We felt isolated, and alone. One night, we FaceTimed Brittany for hours, just to talk to her and Ana. It gave us a sense of home.
Financially, it was challenging. Some very special families, who don’t want to be mentioned, blessed us during all of this. I can honestly say, we would not be where we are, without them. Words can’t express our hearts to them, they made possible what was impossible. They were literally the hands, feet, and heart of God to us during this time. God does work miracles, and often, He does so through His people.
Finally, we got the clearance to go home. We bought the tickets, packed our bags, and left for the airport. I think we got up at 2:00 in the morning for the first flight out of Phoenix. Things went so smoothly on that first plane.
When we got to Dallas, not as much. We had to delay landing, and getting off the plane because of delays ahead of us. When we got off the plane, Nicholas had a major diaper emergency. We scrambled to get him changed, and to get to the gate.
We were behind, and they were holding the plane for us. We made it just barely in time, but we made it. We were on a flight home to Nashville! I wanted to kiss the ground when we got there.
We got to introduce our family to Nicholas, and Nicholas to our family. We were able to walk into his nursery. Aunt Kim picked us up from the airport. When we got home, Pastor, Nona (Sis Alonna), and the kids met us at the house with balloons and surprises. We got to spend time with everyone over the next few days. Nicholas was home!

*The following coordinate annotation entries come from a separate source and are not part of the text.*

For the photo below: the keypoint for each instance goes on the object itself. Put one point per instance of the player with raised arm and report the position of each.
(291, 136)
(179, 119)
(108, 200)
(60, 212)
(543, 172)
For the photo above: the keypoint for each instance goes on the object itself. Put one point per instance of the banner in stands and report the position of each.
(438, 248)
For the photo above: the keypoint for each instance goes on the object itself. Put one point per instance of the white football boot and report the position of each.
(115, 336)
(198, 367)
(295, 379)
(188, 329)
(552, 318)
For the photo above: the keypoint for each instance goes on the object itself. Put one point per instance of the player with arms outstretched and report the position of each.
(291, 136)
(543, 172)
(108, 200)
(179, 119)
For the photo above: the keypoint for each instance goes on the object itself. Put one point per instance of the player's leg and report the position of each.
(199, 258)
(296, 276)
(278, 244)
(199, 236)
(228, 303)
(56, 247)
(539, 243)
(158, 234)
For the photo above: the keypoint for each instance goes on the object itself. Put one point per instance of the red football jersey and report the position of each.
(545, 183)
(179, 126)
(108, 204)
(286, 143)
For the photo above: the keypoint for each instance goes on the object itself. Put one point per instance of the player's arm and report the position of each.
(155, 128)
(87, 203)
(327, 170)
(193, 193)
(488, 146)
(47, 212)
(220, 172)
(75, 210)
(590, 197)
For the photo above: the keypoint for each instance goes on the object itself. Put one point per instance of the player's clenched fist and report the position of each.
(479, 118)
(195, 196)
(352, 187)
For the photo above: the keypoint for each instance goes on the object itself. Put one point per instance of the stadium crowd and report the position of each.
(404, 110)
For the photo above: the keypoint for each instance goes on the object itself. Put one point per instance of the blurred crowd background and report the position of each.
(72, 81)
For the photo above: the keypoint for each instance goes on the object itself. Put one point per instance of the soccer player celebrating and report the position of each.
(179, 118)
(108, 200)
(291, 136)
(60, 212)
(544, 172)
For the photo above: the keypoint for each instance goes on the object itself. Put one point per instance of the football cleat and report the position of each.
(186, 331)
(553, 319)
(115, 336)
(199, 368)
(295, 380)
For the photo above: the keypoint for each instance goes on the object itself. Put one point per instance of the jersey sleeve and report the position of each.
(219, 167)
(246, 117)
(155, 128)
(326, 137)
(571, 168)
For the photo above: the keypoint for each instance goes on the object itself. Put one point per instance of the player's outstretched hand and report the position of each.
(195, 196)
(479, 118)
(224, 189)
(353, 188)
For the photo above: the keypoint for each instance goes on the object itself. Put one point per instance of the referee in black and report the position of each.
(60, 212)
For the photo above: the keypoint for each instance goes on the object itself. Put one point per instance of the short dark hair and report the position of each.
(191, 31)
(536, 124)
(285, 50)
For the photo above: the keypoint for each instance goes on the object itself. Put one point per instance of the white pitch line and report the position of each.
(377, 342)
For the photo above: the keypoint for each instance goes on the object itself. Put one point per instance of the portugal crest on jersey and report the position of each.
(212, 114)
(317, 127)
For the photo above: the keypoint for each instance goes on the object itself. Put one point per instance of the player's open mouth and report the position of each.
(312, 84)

Since then, so many special things have happened, but I’ll skip ahead to a courthouse. The one where we walked in on November 5, 2019 to finalize the adoption! Everyone couldn’t be there in person, due to emergencies, but were always in our hearts. Our lawyer, Aunt Kim, Aunt Nikki, were there with Jeff, and Nancy.
All of us walked into the court room to finalize what God had wrapped up in His court room a long time before that. There are certain moments that define your life, walking in that room, was one of those moments. They sat Nicholas on a bench after the hearing. If we live to be 100, we’ll never forget the look of our son on that bench.
Our son, Nicholas Asher Pruitt, our son. A sentence that, the year before, was impossible, is now our reality. Tomorrow, we will walk inside the Sanctuary, stand before God, and dedicate our son Nicholas. This is our possible, this is miraculous, because of Jesus, this is Christmas!